For isolated APMV-1, primer sets were designed for this study in order to obtain the full coding sequence of the F gene for APMV-1. Primers were synthesized by Thermo Scientific, USA. Conventional RT-PCR and commercial Sanger sequencing were performed using these primer sets as described above. All infectious materials were maintained in Biosafety Level 2+ containment at the Icahn School of Medicine, Mount Sinai. Any sample with an F-gene containing a polybasic cleavage site (indicative of non-lentogenic APMV-1) was immediately reported to the USDA and transferred to a BSL3+ select agent facility for storage.
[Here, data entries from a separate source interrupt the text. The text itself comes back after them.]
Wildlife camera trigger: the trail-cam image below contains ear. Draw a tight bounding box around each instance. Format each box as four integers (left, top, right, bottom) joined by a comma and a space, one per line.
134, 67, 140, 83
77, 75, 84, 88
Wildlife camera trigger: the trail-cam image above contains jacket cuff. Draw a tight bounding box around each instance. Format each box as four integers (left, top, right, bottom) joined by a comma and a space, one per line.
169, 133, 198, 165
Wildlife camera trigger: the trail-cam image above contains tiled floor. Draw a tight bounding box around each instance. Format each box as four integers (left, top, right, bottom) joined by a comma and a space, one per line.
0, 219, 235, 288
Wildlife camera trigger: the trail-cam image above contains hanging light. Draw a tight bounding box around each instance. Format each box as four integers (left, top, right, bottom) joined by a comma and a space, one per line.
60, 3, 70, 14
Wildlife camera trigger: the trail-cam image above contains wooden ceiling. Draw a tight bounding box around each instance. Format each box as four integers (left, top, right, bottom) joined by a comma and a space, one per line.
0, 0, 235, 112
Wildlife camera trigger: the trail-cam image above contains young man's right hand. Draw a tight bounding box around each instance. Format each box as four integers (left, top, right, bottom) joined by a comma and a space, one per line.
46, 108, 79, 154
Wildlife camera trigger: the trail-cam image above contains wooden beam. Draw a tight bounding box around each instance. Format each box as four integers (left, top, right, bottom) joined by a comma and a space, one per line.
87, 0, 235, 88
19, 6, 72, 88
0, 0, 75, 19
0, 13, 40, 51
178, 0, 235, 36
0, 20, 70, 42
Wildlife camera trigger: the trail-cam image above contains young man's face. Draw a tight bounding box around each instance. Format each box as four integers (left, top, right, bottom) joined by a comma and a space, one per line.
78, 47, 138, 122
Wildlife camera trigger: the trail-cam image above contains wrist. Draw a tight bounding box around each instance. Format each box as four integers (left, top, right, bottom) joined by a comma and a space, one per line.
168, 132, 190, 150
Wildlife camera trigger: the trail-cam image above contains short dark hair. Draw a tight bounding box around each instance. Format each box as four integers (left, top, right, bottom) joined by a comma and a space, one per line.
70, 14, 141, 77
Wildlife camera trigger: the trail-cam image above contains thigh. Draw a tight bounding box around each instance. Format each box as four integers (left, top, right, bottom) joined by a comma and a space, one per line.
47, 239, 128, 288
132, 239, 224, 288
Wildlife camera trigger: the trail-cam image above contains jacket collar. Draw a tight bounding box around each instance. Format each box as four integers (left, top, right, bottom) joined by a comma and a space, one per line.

RNA from two confirmed APMV-1 cases was also submitted for NGS through Genewiz. Sequence reads were trimmed to remove possible adapter sequences and nucleotides with poor quality using Trimmomatic v.0.36. The trimmed reads generated were aligned in STAR aligner v.2.5.2b to a closely related North American pigeon paramyxovirus reference genome in GenBank with accession number KP780874.2. Consensus sequences were generated from the alignment files in the software Geneious V.2021.1.1 (Biomatters, Inc., New Zealand). These consensus sequences were also verified using V-pipe, a bioinformatics pipeline designed for the analysis of NGS data from RNA viruses (32). This analysis included variant calling to detect any significant single-nucleotide variants (SNV).

F gene coding sequences for the two APMV-1 isolates were compared with the online NCBI NIH GenBank database using BLASTN. Genotype and sub-genotype classification were performed according to criteria for the updated unified phylogenetic classification for APMV-1 as described by Dimitrov et al. (16). Alignments were performed using the ClustalW program and visualized in MEGA X. Phylogenetic trees were created and visualized in MEGA X using the maximum likelihood (ML) method and the Tamura-Nei model. Evolutionary distances between groups were inferred utilizing the maximum composite likelihood model with rate variation among sites modeled with a gamma distribution (shape parameter = 1). Full genome sequence alignments with a representative reference genome were performed with Clustal Omega at EMBL-EBI using default settings (33–35).

Data availability.

The obtained complete genome sequences of APMV-1/Rock_Dove/NYC/USA/NYCVH/21-0109/2021 and APMV-1/Rock_Dove/NYC/USA/NYCVH/21-0052/2021 were submitted to NCBI NIH GenBank and are available under accession numbers OL518991 to OL518992.